Бася, вздрогнув, отвернулась и направилась к воротам на Большую Васильковскую. Ерошенко, извинившись перед Розой и Геннадием, бросился следом.
– Хороший дядя, правда, Генка? – спросила маленькая Рейзе старшего товарища. Геннадий Горобец поморщился.
– Беляк, не видишь, что ли? У тебя, Розка, глаза как пятаки, а пользоваться не могешь.
– Додика хвалил. И мамеле жалел.
– Прикидывался, черносотенец. Да ничё, далеко не уйдет. А гаденыш всё читает. Давай Ваньку с Сенькой позовем.
– Давай. Они его поколотят?
* * *
– Столичная барышня ушла? – Встав за шторой, вдова Гриценко смотрела во двор, на стоящего там мужчину, на Рейзе и Геннадия Горобца, на сидящего на скамейке Старовольского-сына. – Мне показалось, она плакала. Странно. Что ей за дело до нас?
– Она приняла всё очень близко к сердцу, – вступилась за Барбару Маргарита Старовольская.
– У них есть сердце?
– У нее, Александра Николаевна. У нее, безусловно, есть.
На дворе появилась Бася. Что-то сказала человеку в фуражке. Резко развернулась и направилась к воротам. Человек в фуражке кинулся за ней.
– Как вы думаете, Павел Андреевич, кто этот мужчина в воинском платье? – повернулась вдова к Старовольскому.
– Не знаю, Александра Николаевна, вижу его впервые. Видимо, Басин знакомый.
– Чекист?
– Не все вокруг чекисты, Александра Николаевна.
– Иногда мне кажется, все кроме нас. Да, любопытно. Варшавская полячка из русского министерства в Москве. Почему их вдруг стало так много? Неужели все беженцы? Дзержинские, менжинские, мархлевские, коны, раковские.
– Раковский болгарин, – поправил деликатно Старовольский.
* * *
Большая Васильковская, широкая и вовсе не безлюдная, показалась Барбаре вымершей. Зеленевшие травой трамвайные пути. Обшарпанные стены, запущенные панели, разбитая мостовая. Пустая, никому не нужная «парiхмахерська». Немытые стекла, под ногами подсолнечная шелуха. Здесь, и по всей России.

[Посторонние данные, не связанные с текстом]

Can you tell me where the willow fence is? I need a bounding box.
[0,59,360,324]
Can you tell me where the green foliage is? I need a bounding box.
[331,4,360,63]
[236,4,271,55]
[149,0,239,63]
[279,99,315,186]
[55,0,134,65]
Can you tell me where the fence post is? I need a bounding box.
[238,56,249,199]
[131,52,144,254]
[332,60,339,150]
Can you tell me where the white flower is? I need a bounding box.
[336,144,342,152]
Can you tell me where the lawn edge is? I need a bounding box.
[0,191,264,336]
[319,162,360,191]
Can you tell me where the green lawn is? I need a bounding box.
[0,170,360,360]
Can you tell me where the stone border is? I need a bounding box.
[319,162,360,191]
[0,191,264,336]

Ерошенко осторожно взял Басю за руку. Та ответила робкой улыбкой: не сердись. Он предложил:
– Зайдем?
Неподалеку в прозрачное русское небо вонзались башни польской церкви. Две, как у Баси дома, на Ротонде, у храма Пресвятого Спасителя. Правда, на Ротонде был неоренессанс, тогда как тут, на Большой Васильковской, неоготика. Неоренессанса Бася больше не увидит.